Every time these questions come up, I remember well the advise of the Doctor. However, my thought is to give it a try! See what happens.
Don't let a diagosis hold you back.
Learn your limits by giving it a try.

Maybe you can't do as much as everyone else, or do things the same way-but you can adapt, adjust, learn and find ways to accomplish your hearts desires.
How to alleviate fear?
Education!
Support!
Ask for help!
Health resources
Medications
Prayer

Being open, honest and flexible regarding options for treatment and assistance is key to living the fullest life possible with TOS.

Monday, February 23, 2009

When hugging hurts

I need my own bubble. One I could carry in my pocket and inflate and get inside whenever the need arises. Like Sundays, at church. Let me explain...


We go to a smallish size church...around 100 people.
They're friendly folks. Alot of them like to hug, in fact they practically insist on it. It has been all I can do to fend off well-meaning people who want to hug me, but do not realise it is now literally physically painful for me to hug.
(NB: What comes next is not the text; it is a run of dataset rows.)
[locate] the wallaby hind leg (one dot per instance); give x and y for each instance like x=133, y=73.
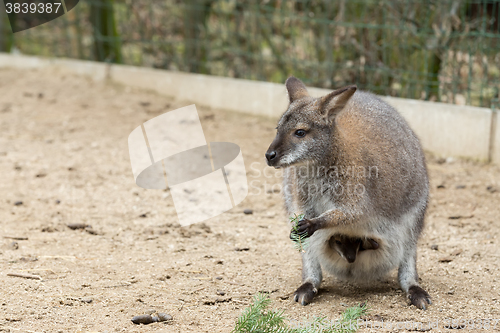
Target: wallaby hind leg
x=408, y=279
x=311, y=279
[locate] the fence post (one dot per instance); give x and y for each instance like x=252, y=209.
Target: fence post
x=5, y=31
x=107, y=41
x=493, y=131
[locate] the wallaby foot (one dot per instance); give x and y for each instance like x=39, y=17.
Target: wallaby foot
x=305, y=293
x=418, y=297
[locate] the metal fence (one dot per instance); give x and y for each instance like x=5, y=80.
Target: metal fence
x=443, y=50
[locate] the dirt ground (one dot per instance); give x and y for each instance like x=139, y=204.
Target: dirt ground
x=64, y=155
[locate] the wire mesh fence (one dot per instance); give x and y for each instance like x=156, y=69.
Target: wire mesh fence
x=442, y=50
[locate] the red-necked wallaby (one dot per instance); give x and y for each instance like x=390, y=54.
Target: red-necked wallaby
x=349, y=247
x=353, y=167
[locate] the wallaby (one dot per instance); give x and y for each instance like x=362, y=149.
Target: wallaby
x=352, y=166
x=349, y=247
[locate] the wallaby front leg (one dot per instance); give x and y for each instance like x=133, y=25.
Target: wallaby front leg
x=311, y=279
x=328, y=219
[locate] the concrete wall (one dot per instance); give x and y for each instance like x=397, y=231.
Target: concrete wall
x=444, y=129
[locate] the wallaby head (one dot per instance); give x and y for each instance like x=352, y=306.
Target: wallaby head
x=305, y=130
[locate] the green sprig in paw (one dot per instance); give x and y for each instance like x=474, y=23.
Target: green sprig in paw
x=300, y=240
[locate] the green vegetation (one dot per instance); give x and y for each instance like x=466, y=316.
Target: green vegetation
x=257, y=318
x=300, y=240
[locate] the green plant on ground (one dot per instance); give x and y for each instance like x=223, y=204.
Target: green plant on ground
x=257, y=318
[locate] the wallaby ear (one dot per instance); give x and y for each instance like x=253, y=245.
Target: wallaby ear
x=296, y=89
x=335, y=101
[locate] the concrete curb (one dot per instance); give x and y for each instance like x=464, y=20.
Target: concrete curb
x=444, y=129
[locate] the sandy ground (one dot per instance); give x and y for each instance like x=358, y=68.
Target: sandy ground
x=64, y=155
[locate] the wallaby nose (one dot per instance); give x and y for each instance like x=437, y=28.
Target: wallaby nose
x=270, y=155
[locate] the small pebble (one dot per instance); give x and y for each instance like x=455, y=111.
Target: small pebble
x=164, y=316
x=75, y=226
x=491, y=189
x=143, y=319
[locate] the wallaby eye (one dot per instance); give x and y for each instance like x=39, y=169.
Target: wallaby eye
x=300, y=133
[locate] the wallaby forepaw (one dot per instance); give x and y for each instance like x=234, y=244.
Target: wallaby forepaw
x=305, y=293
x=419, y=297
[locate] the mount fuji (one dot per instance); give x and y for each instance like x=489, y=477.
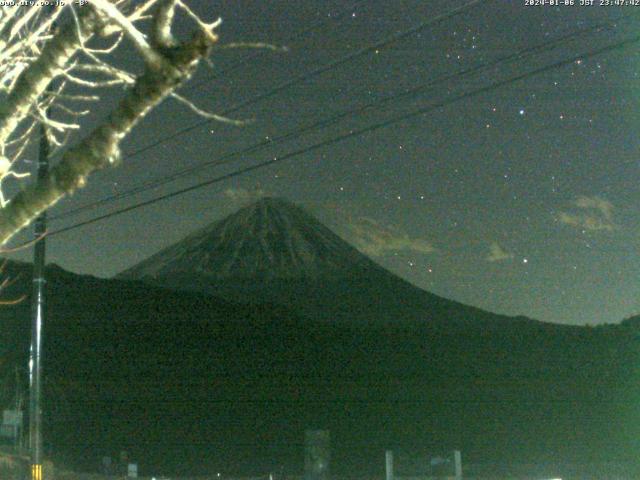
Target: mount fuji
x=273, y=251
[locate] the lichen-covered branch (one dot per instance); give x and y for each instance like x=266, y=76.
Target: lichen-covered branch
x=101, y=147
x=34, y=80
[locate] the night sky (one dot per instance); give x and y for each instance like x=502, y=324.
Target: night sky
x=522, y=199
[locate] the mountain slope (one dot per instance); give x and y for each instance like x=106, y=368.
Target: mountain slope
x=190, y=384
x=273, y=251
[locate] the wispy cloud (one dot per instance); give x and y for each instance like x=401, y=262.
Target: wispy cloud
x=595, y=214
x=375, y=239
x=497, y=253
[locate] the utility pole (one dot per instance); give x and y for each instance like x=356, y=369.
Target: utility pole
x=37, y=318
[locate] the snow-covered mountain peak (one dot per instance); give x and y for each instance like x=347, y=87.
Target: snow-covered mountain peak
x=271, y=238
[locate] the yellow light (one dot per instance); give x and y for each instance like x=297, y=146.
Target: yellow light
x=36, y=472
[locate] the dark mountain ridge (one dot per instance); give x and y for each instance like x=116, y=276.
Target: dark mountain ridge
x=190, y=383
x=274, y=251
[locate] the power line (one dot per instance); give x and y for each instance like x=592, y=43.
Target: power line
x=315, y=72
x=259, y=52
x=420, y=89
x=354, y=133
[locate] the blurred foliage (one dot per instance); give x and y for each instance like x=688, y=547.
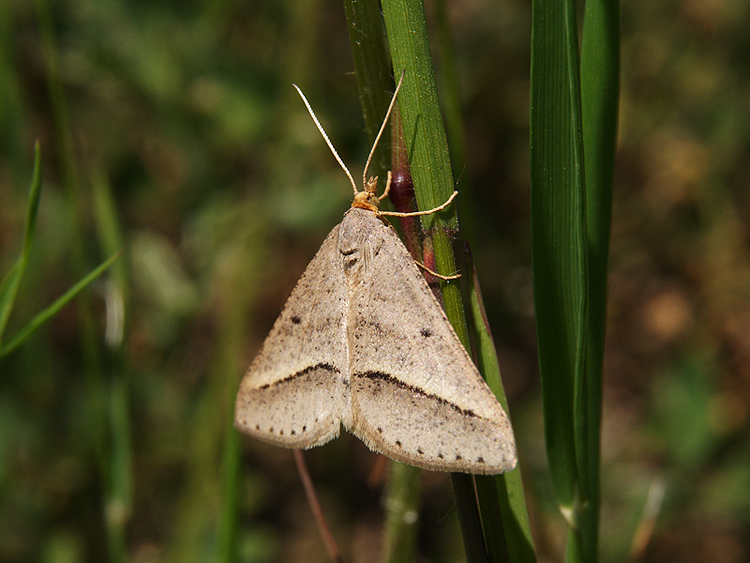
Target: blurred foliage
x=223, y=191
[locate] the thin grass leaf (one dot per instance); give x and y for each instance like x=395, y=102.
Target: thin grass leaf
x=53, y=309
x=372, y=67
x=427, y=150
x=559, y=251
x=599, y=102
x=517, y=541
x=12, y=281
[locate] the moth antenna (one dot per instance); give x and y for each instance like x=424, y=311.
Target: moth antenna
x=382, y=128
x=327, y=140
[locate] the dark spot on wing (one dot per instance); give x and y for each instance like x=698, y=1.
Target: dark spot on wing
x=301, y=373
x=378, y=376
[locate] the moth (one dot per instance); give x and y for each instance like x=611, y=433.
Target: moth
x=362, y=342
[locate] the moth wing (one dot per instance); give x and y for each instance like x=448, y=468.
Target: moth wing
x=416, y=395
x=293, y=394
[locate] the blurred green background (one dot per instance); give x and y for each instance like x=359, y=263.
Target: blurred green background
x=171, y=130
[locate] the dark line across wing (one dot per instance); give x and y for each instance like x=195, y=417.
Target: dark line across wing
x=378, y=375
x=301, y=373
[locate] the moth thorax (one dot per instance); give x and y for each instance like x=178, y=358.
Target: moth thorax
x=367, y=198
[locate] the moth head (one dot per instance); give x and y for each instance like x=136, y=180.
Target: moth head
x=367, y=198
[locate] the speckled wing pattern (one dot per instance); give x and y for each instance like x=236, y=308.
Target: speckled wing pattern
x=416, y=395
x=363, y=342
x=296, y=390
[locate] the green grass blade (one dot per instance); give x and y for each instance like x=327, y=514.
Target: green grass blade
x=517, y=540
x=53, y=309
x=427, y=150
x=559, y=251
x=373, y=71
x=10, y=285
x=431, y=172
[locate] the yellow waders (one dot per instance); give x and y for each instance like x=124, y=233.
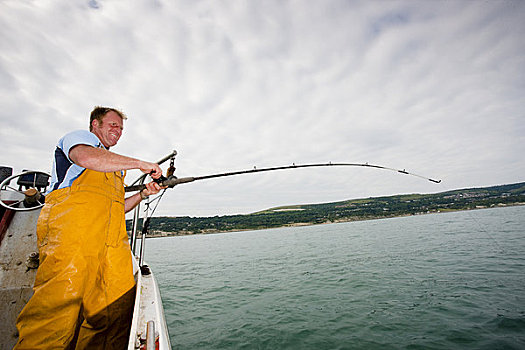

This past Sunday our pastor talked about touching.
Specifically, about how Jesus physically touched people.
Several scripture references about Jesus' touching were read and expounded upon.

When the service was over, everyone was hugging. I couldn't avoid all of the hugs and had to head for the car to go sit alone with my throbbing neck and arms.

I'm seriously considering not going to church for a while because of this.
Even though I tell the nice church people, "I'm sorry, I really can't hug", and point to my neck, people still can't seem to refrain from hugging me. The last three weeks I've left in more pain than I walked in with.
I just can't take it right now.

The alternative is I could load up on meds before church...that might be an interesting experiment actually.